How to Configure Spark Application (Scala and Java 8 Version with Maven) in Eclipse
A step-by-step, developer-friendly guide to setting up Apache Spark applications in Eclipse/Scala IDE using Maven, with both Java and Scala examples. —
Table of Contents
Introduction
Apache Spark is a popular big data processing engine known for its fast, in-memory computation. This guide will help you set up a Spark project in Eclipse (Scala IDE), configure Maven, and run sample Java and Scala Spark applications.
Tools and Prerequisites
- Scala IDE for Eclipse (Download)
- Example: Scala IDE 4.7.0 (supports both Scala and Java)
- Scala Version: 2.11 (ensure your compiler matches this)
- Spark Version: 2.2 (set in Maven dependency)
- Java Version: 1.8
- Maven Version: 3.3.9 (embedded in Eclipse)
- winutils.exe (for Windows only)
Windows Note: winutils.exe
If running on Windows, you need Hadoop binaries in Windows format. winutils.exe
provides this functionality. Set the hadoop.home.dir
system property to the bin
path containing winutils.exe
.
- Download winutils.exe
- Place it at:
C:/hadoop/bin/winutils.exe
- See this guide for more details.
Creating a Sample Spark Application in Eclipse
Maven Project Setup
- In Scala IDE, create a new Maven Project.
- Replace the generated
pom.xml
with the following:
<project xmlns="http://maven.apache.org/POM/4.0.0" xmlns:xsi="http://www.w3.org/2001/XMLSchema-instance"

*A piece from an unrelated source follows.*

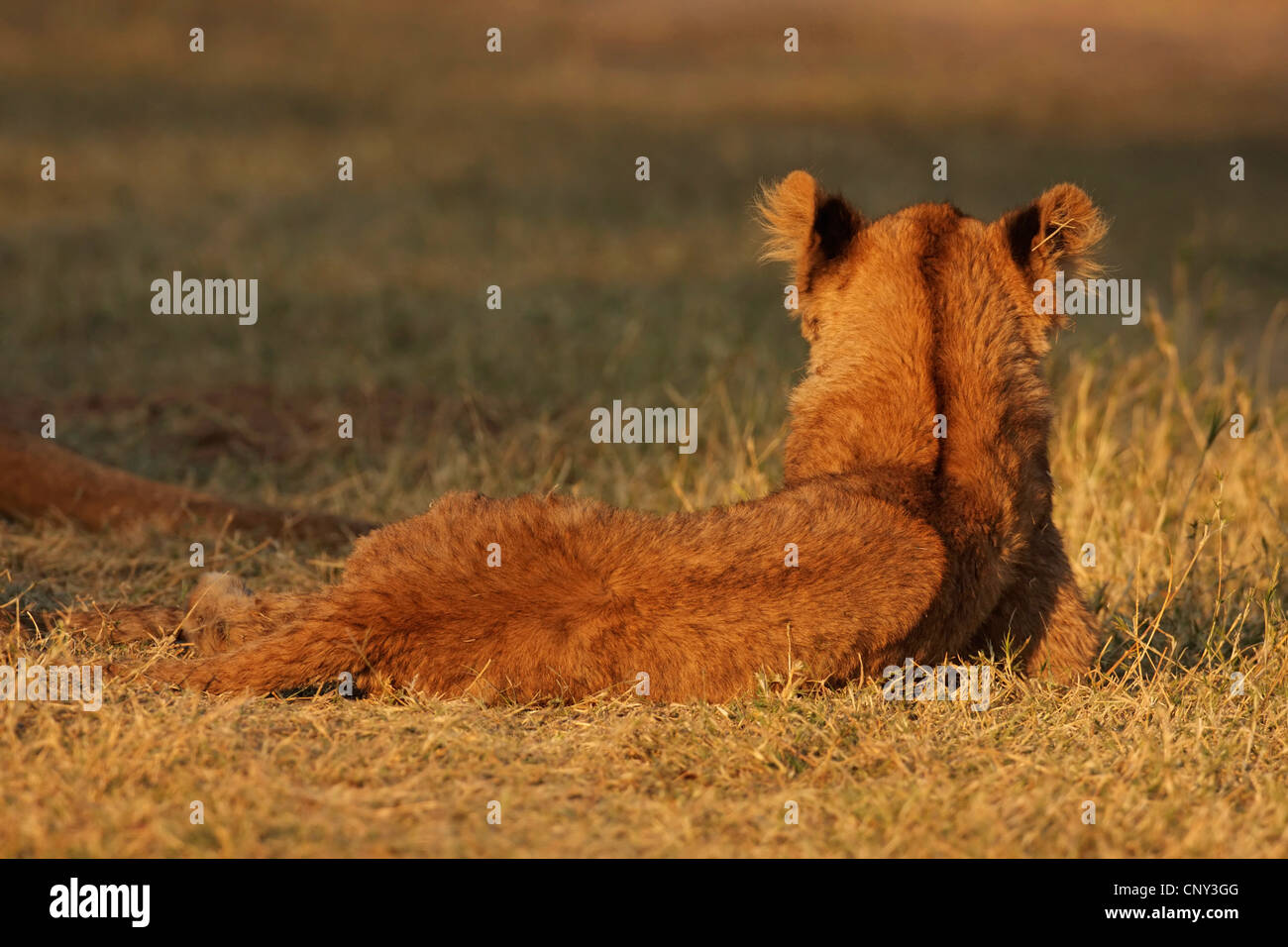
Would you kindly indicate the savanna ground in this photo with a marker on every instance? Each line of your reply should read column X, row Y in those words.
column 518, row 170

xsi:schemaLocation="http://maven.apache.org/POM/4.0.0 http://maven.apache.org/xsd/maven-4.0.0.xsd">
<modelVersion>4.0.0</modelVersion>
<groupId>com.saurzcode.spark</groupId>
<artifactId>spark-app</artifactId>
<version>0.0.1-SNAPSHOT</version>
<dependencies>
<dependency> <!-- Spark dependency -->
<groupId>org.apache.spark</groupId>
<artifactId>spark-core\_2.11</artifactId>
<version>2.2.0</version>
<scope>provided</scope>
</dependency>
</dependencies>
</project>
Java WordCount Example
Create a new Java class (e.g., JavaWordCount
) and use the following code:
package com.saurzcode.spark;
import java.util.Arrays;
import org.apache.spark.SparkConf;
import org.apache.spark.api.java.JavaPairRDD;
import org.apache.spark.api.java.JavaRDD;
import org.apache.spark.api.java.JavaSparkContext;
import scala.Tuple2;
public class JavaWordCount {
public static void main(String[] args) throws Exception {
String inputFile = "src/main/resources/input.txt";
// Set HADOOP_HOME for Windows
System.setProperty("hadoop.home.dir", "c://hadoop//");
// Initialize Spark Context
JavaSparkContext sc = new JavaSparkContext(new SparkConf().setAppName("wordCount").setMaster("local[4]"));
// Load data from Input File
JavaRDD<String> input = sc.textFile(inputFile);
// Split up into words and count
JavaPairRDD<String, Integer> counts = input
.flatMap(line -> Arrays.asList(line.split(" ")).iterator())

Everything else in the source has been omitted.